La vente de Dunkerque parut à certains l'expédient le plus facile à réaliser.
Quand Louis XIV fit verser au roi d'Angleterre un subside pour le Portugal, le bruit courut que cette somme était destinée à racheter Dunkerque... 

 

Le Chancelier d'Angleterre, Hyde de Clarendon, finit par engager son Roi à se défaire de cette ville qui coûtait plus d'un million par an. C'était le seul moyen de rétablir momentanément l'équilibre de ses finances.
Trois puissances pouvaient désirer posséder de Dunkerque : la France, l'Espagne et les Etats de Hollande.
Clarendon nous expose les arguments qui furent alors présentés et discutés pour savoir à laquelle on s'adresserait : Le Roi d'Angleterre était sûr d'être payé promptement par le gouvernement français. En Espagne, au contraire, l'argent était rare, et il aurait été impossible de recueillir la somme nécessaire. De ce côté les pourparlers auraient été tellement longs, que Charles II aurait vraisemblablement perdu en grande partie les avantages qu'il comptait retirer de cette vente. D'ailleurs la cession de Dunkerque à l'Espagne n'aurait pas servi à consolider une alliance avec ce pays qui considérait toujours cette ville comme son bien propre et de plus réclamait la restitution de Tanger et de la Jamaïque.
Les Etats des Provinces Unies, auraient peut-être voulu être maîtres de Dunkerque qui faisait beaucoup de tort à leur commerce. Mais on estima que malgré leur désir de s'en emparer, ils auraient peut-être reculé devant la crainte d'être désapprouvés par la France et par l'Espagne, qui seraient peut-être entrées en guerre pour ce prétexte.
Dernière objection : La Chambre des Communes avait envoyé à la chambre des pairs un bill pour annexer Dunkerque à la Couronne Britannique d'une manière inaliénable. « Mais, dit Clarendon, la chose ne parut pas avoir d'importance. » 

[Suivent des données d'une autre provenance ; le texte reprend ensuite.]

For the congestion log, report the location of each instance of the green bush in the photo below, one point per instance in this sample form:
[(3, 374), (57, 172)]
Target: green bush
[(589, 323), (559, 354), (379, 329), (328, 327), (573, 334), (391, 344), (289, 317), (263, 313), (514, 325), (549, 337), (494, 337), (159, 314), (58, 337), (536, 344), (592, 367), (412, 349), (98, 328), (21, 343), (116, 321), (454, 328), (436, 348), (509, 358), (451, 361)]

En fin de compte Charles II décida de s'adresser à Louis XIV, et de lui proposer l'acquisition de Dunkerque. Le besoin d'argent l'emportait sur toute autre considération .
La vente décidée, il fallait se mettre en rapport avec l'acquéreur possible. « On trouva, dit Clarendon, moyen de faire avertir en secret le Roi de France de la résolution de Sa Majesté, afin qu'il pût s'en concerter avec elle, s'il le désirait. » 

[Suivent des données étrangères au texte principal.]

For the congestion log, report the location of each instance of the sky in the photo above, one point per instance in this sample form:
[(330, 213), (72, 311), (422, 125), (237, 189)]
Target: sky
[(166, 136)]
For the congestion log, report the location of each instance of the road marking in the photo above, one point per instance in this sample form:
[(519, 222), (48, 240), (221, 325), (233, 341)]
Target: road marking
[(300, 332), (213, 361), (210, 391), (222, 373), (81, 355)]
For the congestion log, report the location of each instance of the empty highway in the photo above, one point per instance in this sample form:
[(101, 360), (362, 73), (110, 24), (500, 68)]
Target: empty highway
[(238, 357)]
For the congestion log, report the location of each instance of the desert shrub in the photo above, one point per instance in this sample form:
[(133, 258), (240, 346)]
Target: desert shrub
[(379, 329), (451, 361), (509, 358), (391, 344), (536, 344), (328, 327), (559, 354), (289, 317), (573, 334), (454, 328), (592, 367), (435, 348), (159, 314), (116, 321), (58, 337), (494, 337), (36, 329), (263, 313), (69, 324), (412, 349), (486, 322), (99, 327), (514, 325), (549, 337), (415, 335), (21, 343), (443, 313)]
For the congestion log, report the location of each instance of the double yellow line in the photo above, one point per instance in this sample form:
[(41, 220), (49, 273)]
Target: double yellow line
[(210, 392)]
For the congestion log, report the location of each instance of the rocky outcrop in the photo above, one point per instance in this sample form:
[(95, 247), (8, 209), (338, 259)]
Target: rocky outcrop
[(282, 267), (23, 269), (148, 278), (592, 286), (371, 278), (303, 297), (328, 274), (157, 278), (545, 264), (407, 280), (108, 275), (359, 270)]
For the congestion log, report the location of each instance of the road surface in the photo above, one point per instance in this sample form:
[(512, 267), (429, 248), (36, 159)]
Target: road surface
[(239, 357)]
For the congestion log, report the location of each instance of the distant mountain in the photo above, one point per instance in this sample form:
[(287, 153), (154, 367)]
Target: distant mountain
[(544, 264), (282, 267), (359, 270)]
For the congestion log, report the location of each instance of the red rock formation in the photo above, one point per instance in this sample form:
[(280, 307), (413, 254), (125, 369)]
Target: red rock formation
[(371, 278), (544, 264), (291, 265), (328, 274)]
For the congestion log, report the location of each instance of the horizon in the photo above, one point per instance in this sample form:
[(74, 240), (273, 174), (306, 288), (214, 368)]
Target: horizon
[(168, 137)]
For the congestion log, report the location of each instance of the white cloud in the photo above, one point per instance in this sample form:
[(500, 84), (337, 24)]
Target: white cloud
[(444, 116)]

Le Comte d'Estrades, qui avait été gouverneur de Dunkerque et connaissait parfaitement la valeur de la place, qui d'autre part s'était créé de sérieuses relations en Angleterre, au cours de son Ambassade, était tout désigné pour servir d'intermédiaire. Ce fut à lui que s'adressa Clarendon.
Godefroi d'Estrades avait été désigné comme Ambassadeur extraordinaire en Hollande.
Le 7 juin 1662 le Mémoire lui donnant ses instructions, était rédigé. Il devait sans délai rejoindre son poste.
Mais un accident le retint à Paris.
Il est encore incapable de quitter la chambre, quand se présente un visiteur chargé d'une mission importante. Le Chancelier d'Angleterre lui envoie « une personne de confiance, pour parler au Roi d'une affaire qui ne déplaira pas à Sa Majesté... » C'est Richard Belings qui vient tout simplement proposer la cession de Dunkerque.
Louis XIV se décide aussitôt : d'Estrades passera par Londres, pour se rendre à La Haye : Le Roi ne lui donne que des instructions verbales.
Il lui indique jusqu'à quelle somme, il pourra monter, pour conclure ce marché. Comme il ne doute pas que l'affaire ne soit rapidement terminée il lui fait délivrer le 26 juillet un Pouvoir pour traiter.
Tout doit être fait dans le plus grand secret. Louis XIV est censé ignorer les propositions qui lui ont été faites. Ce détour sur Londres doit paraître fortuit. On imagine le stratagème suivant : Une lettre du roi d'Angleterre parviendra à d'Estrades, au moment où il se disposera à s'embarquer à Calais pour la Hollande
Le programme se réalisa.
Malgré son désir de régler quelques affaires personnelles, d'Estrades promit à Colbert qui le pressait, de quitter Paris le 28 Juillet.
Le 4 août il était à Calais, prêt à prendre la mer. Un billet de Clarendon l'avertit de la prochaine arrivée d'une lettre de Charles II. Dès sa réception il partit sans avoir attendu l'autorisation de Louis XIV.
La traversée du détroit fut mauvaise. Arrivé le 12 août à Londres il avait retrouvé son secrétaire Batailler, et bientôt Belings était venu lui rendre visite.
Belings avait rapporté de son voyage en France une excellente impression et en avait fait part à son souverain. L'affaire paraissait bien engagée. Contrairement aux usages établis, le chancelier se présenta chez d'Estrades, mais devant son état de fatigue il remit au 14 août la première conversation.
Coup sur coup, d'Estrades a trois conférences avec Charles II et son chancelier : Ils demandent douze millions de livres pour la Cession de Dunkerque, alors que le représentant de Louis XIV n'est autorisé à traiter qu'à un prix beaucoup moins élevé. Cromwell n'a-t’il pas, il y a dix ans à peine estimé la valeur de la place à 500.000 livres ?
D'Estrades dans ces conditions feint de vouloir rompre immédiatement les pourparlers. Cependant il a bien l'impression que les Anglais veulent absolument se défaire de Dunkerque, aussi continue-t’il les conversations : On marchande, chacun faisant valoir ses arguments.
Louis XIV attendait des nouvelles de son envoyé, avec une impatience bien compréhensible. Il s'imaginait que le traité serait conclu très rapidement à tel point qu'il lui adressait peu de jours après son arrivée à Londres un mémoire relatif à son Ambassade en Hollande, espérant qu'il lui parviendrait peut-être encore avant son départ pour La Haye.
Mais les négociations devaient traîner en longueur.
Charles II et Clarendon avaient mis au courant de ce que s'était passé dans leurs entrevues avec d'Estrades, le duc d'York, Monk, le grand chancelier et le Comte de Sandwich, qui s'étaient montrés très étonnés du bas prix offert par Louis XIV.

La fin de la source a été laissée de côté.